The expense ratio in the case of mutual funds sector refers to the measure of the amount costs by an investment company for operating a mutual fund.
Experts may calculate mutual funds expense ratio based on an annual calculation by giving the complete funds operating expenses by an average of the rupee value of its AUM i.e. Assets Under Management. Few experts also call it MER i.e. Management Expense Ratio.
The main role of this ratio is to exclude operating expenses present in the assets of a fund and at the same time, lower the return to investors in the fund. Expense ratio expresses the actual percentage of various assets, which undergo deduction in each fiscal year for available fund expenses, including management fees, 12b-1 fees, administration fees, operating costs and many other costs related to assets incurred from the available funding.
Experts have calculated mutual funds expense ratio based on following two important categories, as mentioned here.
Annual gross expense ratio associated with mutual funds refers to the specific percentage of fund assets, which individuals pay for management fees, operating expenses, and interest expenses. Gross expense ratio includes following important types of fees-
In this case, expense ratio never reflects brokerage costs of funds or sales charges of investors.
Moreover, this type of ratio excludes fee waivers for a particular period. Experts also call this ratio as audited gross expense ratio and often they opt to calculate it with the help of the audited annual report obtained from the fund.

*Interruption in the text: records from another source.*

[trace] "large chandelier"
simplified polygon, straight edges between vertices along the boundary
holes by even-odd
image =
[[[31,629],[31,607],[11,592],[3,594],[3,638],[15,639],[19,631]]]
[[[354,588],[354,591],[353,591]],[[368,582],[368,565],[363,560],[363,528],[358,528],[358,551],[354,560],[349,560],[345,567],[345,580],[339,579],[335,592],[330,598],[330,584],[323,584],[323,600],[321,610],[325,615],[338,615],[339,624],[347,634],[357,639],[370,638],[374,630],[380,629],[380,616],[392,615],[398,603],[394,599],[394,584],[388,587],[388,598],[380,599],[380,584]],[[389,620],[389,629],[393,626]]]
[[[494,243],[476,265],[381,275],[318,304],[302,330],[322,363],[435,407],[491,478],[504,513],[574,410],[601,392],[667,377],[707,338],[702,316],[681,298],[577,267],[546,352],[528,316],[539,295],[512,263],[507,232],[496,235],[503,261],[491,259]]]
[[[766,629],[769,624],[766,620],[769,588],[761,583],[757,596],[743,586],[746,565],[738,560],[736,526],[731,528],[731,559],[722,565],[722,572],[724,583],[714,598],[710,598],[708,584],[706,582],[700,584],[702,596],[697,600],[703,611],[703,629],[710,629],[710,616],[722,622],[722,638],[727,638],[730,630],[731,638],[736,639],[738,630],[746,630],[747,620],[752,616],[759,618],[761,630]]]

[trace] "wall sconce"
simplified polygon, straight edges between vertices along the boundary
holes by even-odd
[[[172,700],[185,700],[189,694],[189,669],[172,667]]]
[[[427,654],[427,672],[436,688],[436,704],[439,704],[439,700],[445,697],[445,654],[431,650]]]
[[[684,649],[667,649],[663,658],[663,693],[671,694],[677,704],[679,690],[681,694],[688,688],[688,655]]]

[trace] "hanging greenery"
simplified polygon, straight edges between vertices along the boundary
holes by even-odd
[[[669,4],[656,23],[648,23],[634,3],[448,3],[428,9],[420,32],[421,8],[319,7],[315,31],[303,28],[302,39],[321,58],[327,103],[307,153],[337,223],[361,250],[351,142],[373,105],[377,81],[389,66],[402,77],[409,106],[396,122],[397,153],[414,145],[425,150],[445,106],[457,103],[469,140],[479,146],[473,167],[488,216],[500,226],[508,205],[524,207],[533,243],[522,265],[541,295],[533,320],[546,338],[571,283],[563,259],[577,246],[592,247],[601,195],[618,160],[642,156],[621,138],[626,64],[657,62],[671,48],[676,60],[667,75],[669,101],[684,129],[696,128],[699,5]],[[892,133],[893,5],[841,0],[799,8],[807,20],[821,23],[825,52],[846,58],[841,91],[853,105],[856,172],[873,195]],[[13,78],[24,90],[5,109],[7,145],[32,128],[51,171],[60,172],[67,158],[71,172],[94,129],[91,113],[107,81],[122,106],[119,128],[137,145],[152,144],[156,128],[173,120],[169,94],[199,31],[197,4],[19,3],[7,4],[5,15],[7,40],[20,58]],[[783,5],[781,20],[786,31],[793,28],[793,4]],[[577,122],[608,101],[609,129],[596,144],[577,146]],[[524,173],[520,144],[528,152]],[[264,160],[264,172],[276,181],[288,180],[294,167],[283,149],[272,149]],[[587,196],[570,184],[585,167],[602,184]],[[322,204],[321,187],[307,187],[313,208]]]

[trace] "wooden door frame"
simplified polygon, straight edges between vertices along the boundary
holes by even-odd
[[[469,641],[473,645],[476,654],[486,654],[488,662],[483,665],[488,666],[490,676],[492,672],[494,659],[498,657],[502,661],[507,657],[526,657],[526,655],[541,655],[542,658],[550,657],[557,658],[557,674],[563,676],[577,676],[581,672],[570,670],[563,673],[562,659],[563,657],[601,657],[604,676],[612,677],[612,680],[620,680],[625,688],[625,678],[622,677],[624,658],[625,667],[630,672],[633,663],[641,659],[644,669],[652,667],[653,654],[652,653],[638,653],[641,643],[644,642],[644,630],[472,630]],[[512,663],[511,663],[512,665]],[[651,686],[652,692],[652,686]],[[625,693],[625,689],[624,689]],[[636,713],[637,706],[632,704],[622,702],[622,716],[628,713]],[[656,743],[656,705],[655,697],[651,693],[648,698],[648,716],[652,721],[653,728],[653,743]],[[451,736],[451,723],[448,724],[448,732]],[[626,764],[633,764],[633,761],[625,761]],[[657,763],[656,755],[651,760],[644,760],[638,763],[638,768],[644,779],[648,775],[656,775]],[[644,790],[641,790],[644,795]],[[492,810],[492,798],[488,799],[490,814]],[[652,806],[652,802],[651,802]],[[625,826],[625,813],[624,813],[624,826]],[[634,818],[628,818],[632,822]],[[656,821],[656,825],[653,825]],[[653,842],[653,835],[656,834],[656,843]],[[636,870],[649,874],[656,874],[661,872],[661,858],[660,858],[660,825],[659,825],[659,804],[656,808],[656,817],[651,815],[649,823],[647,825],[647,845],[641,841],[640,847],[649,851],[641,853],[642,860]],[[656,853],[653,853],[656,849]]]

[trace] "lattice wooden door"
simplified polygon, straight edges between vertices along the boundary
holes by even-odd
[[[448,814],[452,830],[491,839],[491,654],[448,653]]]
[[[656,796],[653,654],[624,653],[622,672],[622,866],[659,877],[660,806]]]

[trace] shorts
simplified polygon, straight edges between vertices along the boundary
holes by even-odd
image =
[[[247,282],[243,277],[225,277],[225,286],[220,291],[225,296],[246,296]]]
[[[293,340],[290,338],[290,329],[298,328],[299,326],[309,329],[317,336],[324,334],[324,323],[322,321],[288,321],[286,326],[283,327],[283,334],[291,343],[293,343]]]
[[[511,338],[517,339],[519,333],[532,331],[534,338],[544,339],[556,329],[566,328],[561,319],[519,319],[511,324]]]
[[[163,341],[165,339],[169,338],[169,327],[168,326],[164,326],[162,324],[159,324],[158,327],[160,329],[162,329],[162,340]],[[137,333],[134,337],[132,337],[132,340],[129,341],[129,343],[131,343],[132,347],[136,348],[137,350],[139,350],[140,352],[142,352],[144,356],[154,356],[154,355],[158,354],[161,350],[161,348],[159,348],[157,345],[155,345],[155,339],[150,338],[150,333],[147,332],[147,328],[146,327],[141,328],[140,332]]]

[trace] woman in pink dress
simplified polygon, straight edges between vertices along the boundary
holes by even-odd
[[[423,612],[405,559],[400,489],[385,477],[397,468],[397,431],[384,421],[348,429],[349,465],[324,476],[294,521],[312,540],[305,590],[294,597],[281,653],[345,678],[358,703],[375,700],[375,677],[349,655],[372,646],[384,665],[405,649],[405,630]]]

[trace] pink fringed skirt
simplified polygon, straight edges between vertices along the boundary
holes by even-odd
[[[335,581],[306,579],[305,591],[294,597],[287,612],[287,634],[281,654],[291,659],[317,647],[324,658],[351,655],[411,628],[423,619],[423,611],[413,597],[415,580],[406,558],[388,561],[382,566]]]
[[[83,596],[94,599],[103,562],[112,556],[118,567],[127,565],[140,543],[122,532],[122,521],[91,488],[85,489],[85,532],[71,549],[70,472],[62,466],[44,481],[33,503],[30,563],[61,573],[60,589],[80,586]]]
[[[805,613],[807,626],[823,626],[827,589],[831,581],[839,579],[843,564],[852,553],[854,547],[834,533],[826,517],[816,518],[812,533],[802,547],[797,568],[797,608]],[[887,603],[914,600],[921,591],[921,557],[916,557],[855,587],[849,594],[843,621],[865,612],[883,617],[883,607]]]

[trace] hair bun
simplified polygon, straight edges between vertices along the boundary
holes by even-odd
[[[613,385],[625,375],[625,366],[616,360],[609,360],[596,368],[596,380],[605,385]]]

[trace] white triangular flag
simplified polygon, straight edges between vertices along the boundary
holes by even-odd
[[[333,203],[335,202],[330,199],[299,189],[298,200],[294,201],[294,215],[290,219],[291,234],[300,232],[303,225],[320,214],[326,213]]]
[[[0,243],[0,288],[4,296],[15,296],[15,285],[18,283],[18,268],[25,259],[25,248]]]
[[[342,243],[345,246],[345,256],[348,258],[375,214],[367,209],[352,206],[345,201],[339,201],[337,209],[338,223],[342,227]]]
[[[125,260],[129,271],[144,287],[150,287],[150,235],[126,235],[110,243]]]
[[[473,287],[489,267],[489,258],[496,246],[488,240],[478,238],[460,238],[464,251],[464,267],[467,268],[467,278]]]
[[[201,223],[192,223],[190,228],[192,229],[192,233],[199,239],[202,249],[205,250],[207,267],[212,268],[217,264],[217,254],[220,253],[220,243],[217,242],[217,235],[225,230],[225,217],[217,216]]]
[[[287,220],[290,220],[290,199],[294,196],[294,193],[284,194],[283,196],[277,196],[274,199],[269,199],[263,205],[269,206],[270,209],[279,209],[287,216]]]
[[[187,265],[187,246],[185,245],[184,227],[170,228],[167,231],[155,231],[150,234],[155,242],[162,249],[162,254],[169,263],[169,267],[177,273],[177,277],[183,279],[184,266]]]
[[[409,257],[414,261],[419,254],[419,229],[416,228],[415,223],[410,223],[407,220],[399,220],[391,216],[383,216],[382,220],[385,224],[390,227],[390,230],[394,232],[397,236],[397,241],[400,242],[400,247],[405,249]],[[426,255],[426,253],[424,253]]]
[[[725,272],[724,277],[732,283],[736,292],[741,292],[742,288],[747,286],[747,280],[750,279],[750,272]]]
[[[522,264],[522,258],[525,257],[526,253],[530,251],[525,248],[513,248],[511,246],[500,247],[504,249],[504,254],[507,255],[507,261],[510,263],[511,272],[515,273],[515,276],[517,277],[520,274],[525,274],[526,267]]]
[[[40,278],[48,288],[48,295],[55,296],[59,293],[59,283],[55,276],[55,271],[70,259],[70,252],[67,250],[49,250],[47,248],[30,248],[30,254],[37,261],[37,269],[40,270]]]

Annual report on expense ratios highlights about the actual fees charged for a specific fiscal year, while prospectus report reveals only material changes take place in the structure of expense associated with the present period.
Annual Net Expense Ratio indicates the actual fund assets’ percentage paid for management fees and operating expenses. This ratio includes the following important fees,i.e. administrator, accounting, auditor, advisor, the board of directors, distribution in the form of 12b-1, custodial, organizational, legal, professional, shareholder reporting, on borrowed registration, transfer agency and sub-advisor.
The main difference of net expense ratio with the gross one is that the net expense ratio includes fee waivers associated with the period and excludes dividends and borrowed securities. Expense ratio in this case does not highlight brokerage costs associated with the fund and any kind of charge of investor sales. Experts call this as an Audited Expense Ratio and it pulls the annual ratio of net expense from the audited annual report associated with mutual funds.
However, similar to the case of the gross expense ratio, in the case of an annual report about net expense ratio, it highlights actual fees charged for a specified fiscal year and prospectus type of expense only provides details about material variations cause of the expense structure of the current period.